Les avantages de ces modes d’acquisition de la musique enregistrée qui sont l'instantanéité d’accès à la ressource, un coût défiant toute concurrence par rapport aux ventes de CD et dans le cadre du téléchargement illégal, la gratuité, mais aussi le fait que l’on puisse se passer de l’intermédiaire final amène, en effet, le consommateur à préférer tous ces modes de consommations( même si dans le cadre du téléchargement illégal, ce n’est pas de la consommation) plutôt que le disque.

Enfin un exemple assez isolé, celui de la musique en ligne, gratuite, poster sur des sites d’écoutes, de streaming tels que Youtube ou Deezer mais aussi diffusée grâce aux radios en ligne ou aux radios adaptatives (exemple :musicmatch).

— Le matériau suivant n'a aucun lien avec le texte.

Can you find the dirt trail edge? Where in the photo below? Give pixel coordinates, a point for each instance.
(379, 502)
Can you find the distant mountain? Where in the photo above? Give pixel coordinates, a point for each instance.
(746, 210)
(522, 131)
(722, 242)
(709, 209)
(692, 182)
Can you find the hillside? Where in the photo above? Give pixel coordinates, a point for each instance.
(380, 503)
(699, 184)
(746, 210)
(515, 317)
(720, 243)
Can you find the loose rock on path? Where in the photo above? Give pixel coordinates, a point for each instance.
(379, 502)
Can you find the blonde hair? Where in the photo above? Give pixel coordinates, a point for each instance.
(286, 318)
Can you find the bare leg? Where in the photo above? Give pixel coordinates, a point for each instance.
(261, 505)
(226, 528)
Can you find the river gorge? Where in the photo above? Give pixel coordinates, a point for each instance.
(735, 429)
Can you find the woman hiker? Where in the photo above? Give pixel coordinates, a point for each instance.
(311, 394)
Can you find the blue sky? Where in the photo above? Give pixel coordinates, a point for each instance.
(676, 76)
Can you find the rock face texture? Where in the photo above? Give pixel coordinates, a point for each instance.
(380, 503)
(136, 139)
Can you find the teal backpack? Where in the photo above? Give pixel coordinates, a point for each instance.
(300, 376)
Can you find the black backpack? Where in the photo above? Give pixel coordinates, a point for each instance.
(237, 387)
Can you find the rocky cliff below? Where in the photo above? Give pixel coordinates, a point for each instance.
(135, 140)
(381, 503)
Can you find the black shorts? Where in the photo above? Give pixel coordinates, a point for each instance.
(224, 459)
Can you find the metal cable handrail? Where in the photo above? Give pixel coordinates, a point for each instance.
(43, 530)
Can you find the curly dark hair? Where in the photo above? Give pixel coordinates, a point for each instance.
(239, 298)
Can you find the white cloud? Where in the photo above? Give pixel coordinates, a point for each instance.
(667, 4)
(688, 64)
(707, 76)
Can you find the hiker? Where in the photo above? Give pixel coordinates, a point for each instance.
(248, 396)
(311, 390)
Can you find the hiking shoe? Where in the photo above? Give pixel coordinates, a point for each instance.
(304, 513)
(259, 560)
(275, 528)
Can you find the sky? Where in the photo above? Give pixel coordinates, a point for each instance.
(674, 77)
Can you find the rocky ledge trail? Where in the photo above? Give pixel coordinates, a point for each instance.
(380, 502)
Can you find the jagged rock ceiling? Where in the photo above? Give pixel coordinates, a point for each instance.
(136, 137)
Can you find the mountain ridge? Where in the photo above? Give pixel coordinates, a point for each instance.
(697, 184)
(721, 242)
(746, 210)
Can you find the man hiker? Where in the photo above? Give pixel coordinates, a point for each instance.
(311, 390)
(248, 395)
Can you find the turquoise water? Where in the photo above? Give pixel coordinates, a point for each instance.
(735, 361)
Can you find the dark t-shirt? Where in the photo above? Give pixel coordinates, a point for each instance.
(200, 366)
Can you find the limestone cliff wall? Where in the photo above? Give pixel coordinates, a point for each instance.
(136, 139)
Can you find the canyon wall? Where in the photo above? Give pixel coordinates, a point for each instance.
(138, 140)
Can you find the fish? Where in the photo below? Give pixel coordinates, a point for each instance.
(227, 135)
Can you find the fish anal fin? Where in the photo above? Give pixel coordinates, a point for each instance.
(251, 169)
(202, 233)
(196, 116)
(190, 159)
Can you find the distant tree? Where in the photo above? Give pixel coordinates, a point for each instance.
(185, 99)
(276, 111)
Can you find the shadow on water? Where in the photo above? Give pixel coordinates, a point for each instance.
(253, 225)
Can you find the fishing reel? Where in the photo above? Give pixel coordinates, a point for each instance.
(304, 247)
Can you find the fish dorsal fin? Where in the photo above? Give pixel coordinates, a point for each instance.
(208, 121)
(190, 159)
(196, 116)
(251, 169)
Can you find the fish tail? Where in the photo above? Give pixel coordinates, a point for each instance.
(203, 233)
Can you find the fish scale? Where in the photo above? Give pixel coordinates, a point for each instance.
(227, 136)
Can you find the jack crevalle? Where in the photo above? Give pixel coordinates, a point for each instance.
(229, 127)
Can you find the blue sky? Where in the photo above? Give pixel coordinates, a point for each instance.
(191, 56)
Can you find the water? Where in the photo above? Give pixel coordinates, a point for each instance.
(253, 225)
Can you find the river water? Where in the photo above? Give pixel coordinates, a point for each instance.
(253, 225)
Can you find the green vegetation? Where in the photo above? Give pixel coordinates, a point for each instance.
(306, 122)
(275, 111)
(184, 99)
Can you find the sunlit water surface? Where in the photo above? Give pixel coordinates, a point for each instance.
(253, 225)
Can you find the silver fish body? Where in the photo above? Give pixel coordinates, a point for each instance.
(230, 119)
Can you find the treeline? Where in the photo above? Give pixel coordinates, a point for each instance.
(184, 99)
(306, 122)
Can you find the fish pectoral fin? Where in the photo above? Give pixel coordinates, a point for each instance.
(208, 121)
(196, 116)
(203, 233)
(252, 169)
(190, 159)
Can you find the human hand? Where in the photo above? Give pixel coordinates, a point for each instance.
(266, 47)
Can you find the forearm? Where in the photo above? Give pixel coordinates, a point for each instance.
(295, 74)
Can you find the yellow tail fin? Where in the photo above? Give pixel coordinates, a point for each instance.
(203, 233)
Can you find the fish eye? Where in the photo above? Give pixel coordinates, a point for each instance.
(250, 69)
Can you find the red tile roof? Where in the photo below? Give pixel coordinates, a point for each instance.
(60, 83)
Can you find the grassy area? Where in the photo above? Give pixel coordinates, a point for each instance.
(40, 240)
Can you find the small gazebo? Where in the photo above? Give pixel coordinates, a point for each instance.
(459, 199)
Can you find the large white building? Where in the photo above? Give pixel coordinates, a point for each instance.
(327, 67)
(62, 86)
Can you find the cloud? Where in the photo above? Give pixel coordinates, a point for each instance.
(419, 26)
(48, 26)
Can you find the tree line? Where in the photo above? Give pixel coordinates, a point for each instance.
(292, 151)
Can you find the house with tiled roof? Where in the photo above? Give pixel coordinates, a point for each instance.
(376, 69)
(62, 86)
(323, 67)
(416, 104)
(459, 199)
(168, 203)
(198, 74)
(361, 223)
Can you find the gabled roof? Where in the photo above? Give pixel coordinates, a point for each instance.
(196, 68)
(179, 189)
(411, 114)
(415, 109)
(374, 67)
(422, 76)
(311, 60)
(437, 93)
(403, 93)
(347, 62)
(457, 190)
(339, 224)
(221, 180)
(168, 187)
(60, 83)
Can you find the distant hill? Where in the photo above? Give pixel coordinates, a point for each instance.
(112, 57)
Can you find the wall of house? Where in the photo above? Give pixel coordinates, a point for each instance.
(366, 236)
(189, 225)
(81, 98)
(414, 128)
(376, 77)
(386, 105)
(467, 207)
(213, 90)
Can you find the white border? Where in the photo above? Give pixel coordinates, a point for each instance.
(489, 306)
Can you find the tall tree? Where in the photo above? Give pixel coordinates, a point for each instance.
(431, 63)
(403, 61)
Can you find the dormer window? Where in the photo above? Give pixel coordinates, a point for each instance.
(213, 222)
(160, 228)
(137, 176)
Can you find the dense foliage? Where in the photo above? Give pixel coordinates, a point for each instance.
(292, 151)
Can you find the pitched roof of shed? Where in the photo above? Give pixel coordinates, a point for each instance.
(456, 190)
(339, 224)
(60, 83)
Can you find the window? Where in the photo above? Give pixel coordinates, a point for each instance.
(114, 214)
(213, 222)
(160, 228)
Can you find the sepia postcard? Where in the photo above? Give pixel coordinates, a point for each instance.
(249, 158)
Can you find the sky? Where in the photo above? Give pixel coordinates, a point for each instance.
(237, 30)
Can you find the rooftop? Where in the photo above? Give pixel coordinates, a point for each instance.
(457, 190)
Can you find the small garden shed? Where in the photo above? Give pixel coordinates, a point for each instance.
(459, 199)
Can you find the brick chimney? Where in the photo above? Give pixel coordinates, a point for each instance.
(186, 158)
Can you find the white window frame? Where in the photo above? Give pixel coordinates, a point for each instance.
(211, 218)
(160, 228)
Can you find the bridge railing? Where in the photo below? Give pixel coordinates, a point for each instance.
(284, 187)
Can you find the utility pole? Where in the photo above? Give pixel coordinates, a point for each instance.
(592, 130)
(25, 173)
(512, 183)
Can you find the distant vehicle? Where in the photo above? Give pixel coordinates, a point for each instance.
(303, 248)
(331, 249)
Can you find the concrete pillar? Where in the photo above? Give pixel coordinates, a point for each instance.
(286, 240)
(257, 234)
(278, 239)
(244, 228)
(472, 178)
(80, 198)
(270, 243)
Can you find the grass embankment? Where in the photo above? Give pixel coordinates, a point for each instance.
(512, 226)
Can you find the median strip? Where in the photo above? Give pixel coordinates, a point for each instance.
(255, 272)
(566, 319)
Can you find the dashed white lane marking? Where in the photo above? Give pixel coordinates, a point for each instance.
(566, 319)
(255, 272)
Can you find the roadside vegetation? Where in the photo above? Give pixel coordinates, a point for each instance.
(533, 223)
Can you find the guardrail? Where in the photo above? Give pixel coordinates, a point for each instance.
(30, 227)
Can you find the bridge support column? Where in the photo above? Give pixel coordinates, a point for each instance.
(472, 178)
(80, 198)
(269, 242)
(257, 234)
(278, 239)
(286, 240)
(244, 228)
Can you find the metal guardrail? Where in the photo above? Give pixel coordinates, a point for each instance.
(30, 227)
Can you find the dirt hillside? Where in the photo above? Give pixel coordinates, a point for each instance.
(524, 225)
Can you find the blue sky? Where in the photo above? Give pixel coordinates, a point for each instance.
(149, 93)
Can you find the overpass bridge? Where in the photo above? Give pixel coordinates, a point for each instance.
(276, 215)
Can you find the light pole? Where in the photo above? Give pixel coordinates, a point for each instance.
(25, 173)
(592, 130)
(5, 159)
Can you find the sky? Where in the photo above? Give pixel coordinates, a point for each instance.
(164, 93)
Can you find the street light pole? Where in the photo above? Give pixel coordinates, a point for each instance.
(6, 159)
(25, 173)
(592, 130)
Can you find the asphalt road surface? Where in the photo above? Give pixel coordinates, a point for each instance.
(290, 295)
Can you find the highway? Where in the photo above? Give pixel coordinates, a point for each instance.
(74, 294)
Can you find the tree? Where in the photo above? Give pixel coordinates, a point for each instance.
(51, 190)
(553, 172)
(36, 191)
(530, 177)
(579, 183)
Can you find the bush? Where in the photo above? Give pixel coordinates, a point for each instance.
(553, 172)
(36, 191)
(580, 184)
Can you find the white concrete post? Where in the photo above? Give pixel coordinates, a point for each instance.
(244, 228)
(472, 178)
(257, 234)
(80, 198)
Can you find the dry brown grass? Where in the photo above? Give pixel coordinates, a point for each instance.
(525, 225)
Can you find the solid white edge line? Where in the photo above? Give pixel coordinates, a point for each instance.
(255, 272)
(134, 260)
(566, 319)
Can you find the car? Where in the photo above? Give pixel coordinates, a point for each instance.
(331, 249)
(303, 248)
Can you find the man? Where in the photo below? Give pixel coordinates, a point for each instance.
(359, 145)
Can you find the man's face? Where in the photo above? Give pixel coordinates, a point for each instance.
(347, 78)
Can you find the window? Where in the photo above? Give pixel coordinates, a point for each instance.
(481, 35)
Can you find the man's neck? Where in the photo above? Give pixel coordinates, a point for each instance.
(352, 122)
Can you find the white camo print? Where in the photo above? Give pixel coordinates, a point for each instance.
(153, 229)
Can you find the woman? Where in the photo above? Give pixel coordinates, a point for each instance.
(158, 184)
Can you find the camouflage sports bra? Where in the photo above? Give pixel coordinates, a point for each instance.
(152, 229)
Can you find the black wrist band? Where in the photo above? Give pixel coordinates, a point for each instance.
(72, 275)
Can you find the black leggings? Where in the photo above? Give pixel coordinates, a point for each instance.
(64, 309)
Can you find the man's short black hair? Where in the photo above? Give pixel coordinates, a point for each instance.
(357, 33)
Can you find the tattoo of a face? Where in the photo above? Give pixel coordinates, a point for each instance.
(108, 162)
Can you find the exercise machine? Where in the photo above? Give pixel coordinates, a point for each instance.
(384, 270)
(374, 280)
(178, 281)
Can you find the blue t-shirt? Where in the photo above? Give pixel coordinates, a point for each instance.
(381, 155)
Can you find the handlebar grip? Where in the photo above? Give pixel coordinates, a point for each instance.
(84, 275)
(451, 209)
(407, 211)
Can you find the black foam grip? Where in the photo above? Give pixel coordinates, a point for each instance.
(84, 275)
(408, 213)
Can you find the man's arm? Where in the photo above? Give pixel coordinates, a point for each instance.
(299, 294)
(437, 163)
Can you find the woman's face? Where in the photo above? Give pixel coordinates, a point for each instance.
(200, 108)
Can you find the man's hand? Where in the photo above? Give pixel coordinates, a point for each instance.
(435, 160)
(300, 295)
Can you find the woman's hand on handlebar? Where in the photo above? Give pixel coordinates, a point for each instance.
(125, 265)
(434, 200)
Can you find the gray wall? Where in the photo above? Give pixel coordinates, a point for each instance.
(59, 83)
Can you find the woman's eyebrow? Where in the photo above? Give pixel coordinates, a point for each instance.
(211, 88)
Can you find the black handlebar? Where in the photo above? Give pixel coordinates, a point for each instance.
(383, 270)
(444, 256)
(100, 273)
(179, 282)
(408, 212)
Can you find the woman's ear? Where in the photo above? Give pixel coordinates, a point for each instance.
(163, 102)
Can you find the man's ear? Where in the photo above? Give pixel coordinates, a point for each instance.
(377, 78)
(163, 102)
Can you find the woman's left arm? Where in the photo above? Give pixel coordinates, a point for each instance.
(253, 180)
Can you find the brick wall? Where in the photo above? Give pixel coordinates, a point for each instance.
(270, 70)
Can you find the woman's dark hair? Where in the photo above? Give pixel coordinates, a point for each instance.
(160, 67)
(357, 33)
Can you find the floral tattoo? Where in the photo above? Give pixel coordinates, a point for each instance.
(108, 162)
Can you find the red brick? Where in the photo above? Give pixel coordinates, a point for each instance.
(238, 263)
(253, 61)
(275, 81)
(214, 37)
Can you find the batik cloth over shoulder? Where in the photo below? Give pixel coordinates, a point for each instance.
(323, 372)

La musique en ligne est encore une forme de consommation nouvelle, récente qui s’inscrit dans le mouvement de dématérialisation de la musique.

Aussi comme l’énonce le quotidien français Le Monde, en 2008, la chute du marché du disque est en grande partie du à « l’arrivée massive de nouveaux médias (téléphonie, Web, baladeurs numériques …) et les habitudes de gratuités acquises par les consommateurs ».                                                                       
Mais même si les majors et les labels n’hésite pas à pointer du doit Internet et les pirates qui certes occupent un grand rôle dans cette crise puisqu’ils en sont en majorité responsable, un autre facteur significatif de cette crise que l’on appellera le conservatisme des industries musicales entre aussi en compte.



Le conservatisme
DES INDUSTRIES
MUSICALES

À chaque évolution technologique, que ce soit la radio, la cassette audio, la magnétoscope, les lecteurs mp3 et maintenant Internet, les industries culturelles ont toujours donné de fausses alertes.
La guerre juridique contre les innovations d’Internet a commencé en 2000 avec Napster. Ensuite les industries culturelles ont tardé à  mettre en place des offres légales. Actuellement, l’offre du téléchargement légal est  très restreinte, et soumise à peu de concurrence, ce qui ne favorise ni l’innovation, ni  l’attractivité des ces offres. Actuellement les ventes de CD chutent alors que l’offre légale commence à décoller.
Dès qu’on aborde le débat de la musique sur Internet, on entend dire que  le téléchargement illégal est la cause de la baisse des ventes de CD. Donc le téléchargement illégal tuerait  les maisons de disque, les petits artistes et les métiers de la musique.
Il faut remettre en cause ce raisonnement. Premièrement, il ne faut pas faire l’amalgame entre la  vente de CD et la rémunération des artistes. Les artistes et les maisons de disque ont d’autres revenus que le CD, dont certains qui sont apparus en même temps que le téléchargement illégal, comme le DVD. Et il y a d’autres revenus qui restent à inventer, à perfectionner, notamment le téléchargement légal.
Deuxièmement, le principal reproche fait au téléchargement illégal est d’entraîner la baisse des ventes de CD. Cependant  aucune étude scientifique sérieuse n’a démontré la causalité totale entre baisse de ventes du CD et essor de l’Internet à haut-débit. Il y a certainement eu effet sur le CD, mais il n’explique pas tout, loin de là.
D’ailleurs, une étude demandée par le gouvernement canadien en 2007 a montré que ceux qui téléchargent le plus sur les réseaux peer to peer illégaux, sont aussi ceux qui achètent le plus de CD, ceux qui vont le plus aux concerts, etc.
Les baisses des ventes du CD ont de multiples autres raisons. Premièrement, ace aux nouvelles technologies, le CD est un support obsolète, de qualité complètement dépassée. En plus, il est trop cher, les marges réalisées sont bien  trop importantes et c’est ici encore que l’on retrouve ne forme de conservatisme chez les producteurs qui ne veulent pas baisser ces prix ou très difficilement. On remarque d’ailleurs que le disque vinyle était de plus grande qualité de son, et bien qu’il coûtait  plus cher à produire, il était vendu moins cher que le CD !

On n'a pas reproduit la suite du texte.